Mettre de l’argent de côté en prévision de ses vieux jours c’est dur sérieux. Et l’assurance-vie répond plutôt bien à ce besoin. Le but étant de conserver un bon niveau de vie après s’être arrêté de travailler, ce produit d’épargne permet à la fois se constituer une cagnotte mais aussi de jouir d’une grande liberté. Cela dit, l’assurance-vie demande d’être patient, elle travaille sur le long terme. Il faudra donc résister à la tentation de piocher dedans. 

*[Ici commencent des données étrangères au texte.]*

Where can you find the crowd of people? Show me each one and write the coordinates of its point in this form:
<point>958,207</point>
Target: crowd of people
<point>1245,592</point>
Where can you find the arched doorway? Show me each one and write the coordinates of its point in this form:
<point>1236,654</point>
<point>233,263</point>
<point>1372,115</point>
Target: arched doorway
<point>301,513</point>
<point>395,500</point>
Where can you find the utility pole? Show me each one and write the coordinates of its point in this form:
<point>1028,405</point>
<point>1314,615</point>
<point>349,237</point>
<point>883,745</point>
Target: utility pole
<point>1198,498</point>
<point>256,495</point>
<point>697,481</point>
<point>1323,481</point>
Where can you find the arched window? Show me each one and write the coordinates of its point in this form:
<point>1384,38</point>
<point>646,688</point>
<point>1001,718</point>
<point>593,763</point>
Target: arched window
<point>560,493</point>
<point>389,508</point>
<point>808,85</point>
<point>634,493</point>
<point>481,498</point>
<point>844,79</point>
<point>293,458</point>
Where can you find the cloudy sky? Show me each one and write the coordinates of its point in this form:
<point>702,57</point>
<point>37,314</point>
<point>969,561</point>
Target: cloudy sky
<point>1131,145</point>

Il faudra aussi réussir à se projeter et à ne pas perdre de vue le jour où vous pourrez récupérer votre mise. Sans oublier que l’assurance-vie travaille elle aussi. Elle donne naissance à des intérêts selon le support que vous avez choisi. Si vous avez opté pour la solution multisupport, selon aussi la gestion que vous avez privilégié. 

Vous souhaitez peut-être aussi garder cette assurance-vie pour assurer l'avenir de vos proches et inclure votre cagnotte dans votre succession. C'est aussi possible avec l'assurance-vie qui offre de nombreux avantages de ce côté là. 

Quel est le plafond d'une assurance-vie ?

Malgré sa grande souplesse et la liberté d’action qu’elle procure, l’assurance-vie réponds à certaines règles notamment en termes de fiscalité. En effet, la fiscalité de l’assurance-vie fluctue en fonction de la date des versements, en fonction de l’âge et aussi en fonction de la durée du contrat. Vous pouvez choisir d'épargner pour vous constituer une rente que vous percevrez une fois à la retraite ou bien choisir de transmettre ce capital à vos proche. L'assurance-vie réponds à grand nombre de vos besoins et envies. 

Les produits des contrats d’assurance vie correspondant aux versements effectués à compter du 27 septembre 2017 sont soumis, selon l’option choisie par le souscripteur du contrat, soit à l’impôt sur le revenu soit au Prélèvement Forfaitaire Unique (PFU).

L’option pour l’impôt sur le revenu est expresse, irrévocable et globale pour tous les revenus du contribuable inclus dans l’assiette du PFU.

Si le souscripteur du contrat opte pour le Prélèvement Forfaitaire Unique et que son contrat à moins de 8 ans d'ancienneté :

  • le montant des versements effectués est égal ou supérieur à 150 000 € (300 000 € pour un couple co-souscripteur) : les produits sont imposés au taux de 12,8 %.
  • Le montant des versements effectués est inférieur à 150 000 € (300 000 € pour un couple co-souscripteur) : les produits correspondant à ces versements sont imposés au taux de 12,8 %.
  • En cas de rachat du contrat après 8 ans, les produits sont imposés au taux de 7,5 %.